Tapi apa mau dikata. Semua sudah terjadi dan tak bisa ditolak. Vina pun hanya bisa pasrah. Begitu pula saat Bimo terang-terangan mengakui perbuatan selingkuhnya dengan Dicky selama ini. “Maafkan aku Vin atas kebohongan selama ini!” bisiknya. Suara Bimo lirih, tetapi di ruang Mawar 301 rumah sakit itu, seakan terdengar jelas di telinga Vina.
Air mata Vina sudah kering.
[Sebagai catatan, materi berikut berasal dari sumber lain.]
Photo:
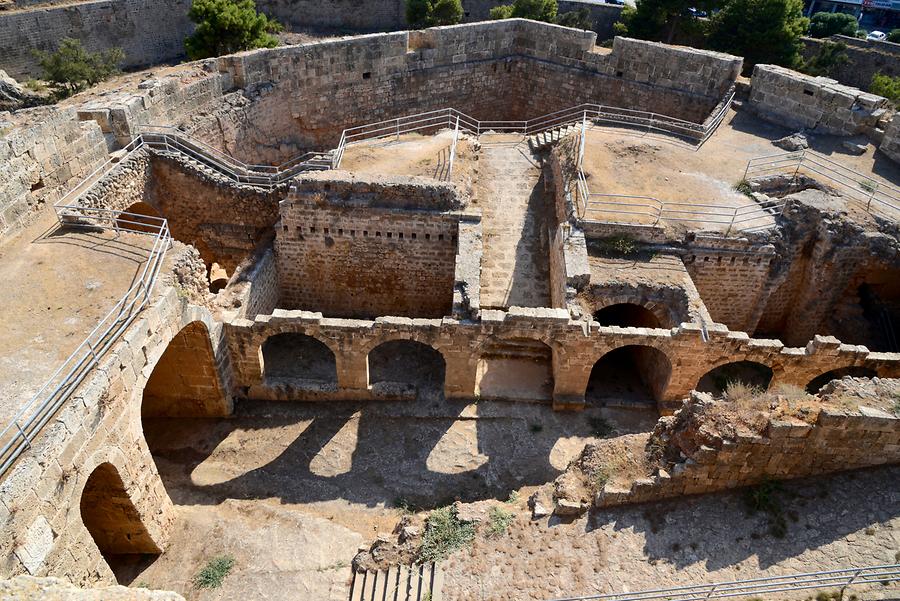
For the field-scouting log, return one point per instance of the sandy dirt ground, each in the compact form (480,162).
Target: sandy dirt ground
(413,154)
(292,494)
(636,164)
(59,285)
(292,490)
(509,190)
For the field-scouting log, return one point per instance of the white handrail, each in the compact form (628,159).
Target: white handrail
(754,587)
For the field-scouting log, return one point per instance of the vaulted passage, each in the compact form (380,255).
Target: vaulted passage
(185,381)
(515,369)
(627,315)
(141,217)
(114,523)
(404,365)
(631,374)
(297,359)
(745,373)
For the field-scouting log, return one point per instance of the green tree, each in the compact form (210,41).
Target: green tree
(666,20)
(446,12)
(73,68)
(226,26)
(537,10)
(418,13)
(823,25)
(762,31)
(831,56)
(579,19)
(887,86)
(503,11)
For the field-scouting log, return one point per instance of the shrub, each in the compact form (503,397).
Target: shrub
(74,68)
(504,11)
(887,86)
(762,31)
(578,19)
(226,26)
(214,573)
(444,534)
(446,12)
(429,13)
(823,25)
(499,521)
(831,56)
(537,10)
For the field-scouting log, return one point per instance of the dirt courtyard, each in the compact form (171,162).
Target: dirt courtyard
(293,491)
(315,482)
(60,284)
(647,169)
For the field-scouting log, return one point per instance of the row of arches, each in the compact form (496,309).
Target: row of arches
(629,374)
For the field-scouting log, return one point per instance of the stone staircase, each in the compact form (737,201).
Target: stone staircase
(399,583)
(545,139)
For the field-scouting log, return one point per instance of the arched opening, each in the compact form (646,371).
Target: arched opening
(627,315)
(748,374)
(631,374)
(185,381)
(515,369)
(403,366)
(114,523)
(298,360)
(141,217)
(816,384)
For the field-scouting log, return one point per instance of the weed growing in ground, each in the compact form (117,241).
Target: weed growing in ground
(600,427)
(743,187)
(499,521)
(214,573)
(444,534)
(766,497)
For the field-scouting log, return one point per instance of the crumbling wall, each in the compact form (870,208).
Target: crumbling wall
(714,453)
(149,31)
(42,156)
(359,248)
(813,103)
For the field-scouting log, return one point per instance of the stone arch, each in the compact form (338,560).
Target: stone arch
(185,381)
(631,374)
(399,365)
(112,520)
(143,218)
(628,315)
(750,373)
(857,371)
(297,357)
(515,369)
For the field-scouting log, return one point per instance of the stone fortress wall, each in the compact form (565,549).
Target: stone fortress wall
(153,32)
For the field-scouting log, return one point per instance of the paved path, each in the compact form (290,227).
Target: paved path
(510,192)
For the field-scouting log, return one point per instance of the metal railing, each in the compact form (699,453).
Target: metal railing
(597,114)
(756,587)
(19,434)
(874,196)
(267,176)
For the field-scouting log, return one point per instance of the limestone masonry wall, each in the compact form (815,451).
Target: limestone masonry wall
(488,70)
(149,31)
(813,103)
(43,158)
(865,59)
(784,448)
(335,258)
Ia tak mampu lagi menangis ketika melihat Bimo mulai menitikkan air mata. “Aku benar-benar berdosa telah menghianati perkawinan kita. Dan aku juga telah berdosa karena telah mengintimi sesama jenis. Aku malu... aku tak kuat lagi Vin, lebih baik aku mati!” suara Bimo terdengar parau dan terbata-bata.
Bagai patung candi, Vina tetap membisu saat Bimo menarik lengannya berusaha merangkul. “Maafkan aku juga kalau selama ini menganggap kamu wanita tanpa rahim. Aku benar-benar menyesal. Aku pasrah, apapun hukuman yang bakal kamu berikan!”
Masih dengan keyakinannya sebagai istri yang setia, berbakti kepada suaminya dan tentu saja tipikal wong Jowo kental, ia mau juga membalas rangkul suaminya. Lalu dengan lembut tapi mantap berbisik di telingan Bimo, “Aku tak perlu menghukummu Mas, karena aku cuma istri biasa yang tak punya rahim. Tuhan yang lebih berhak menyadarkan kamu lewat HIV positif!” Air mata Vina pun kembali berguguran bagaikan pohon pinus yang meranggas di musim kering.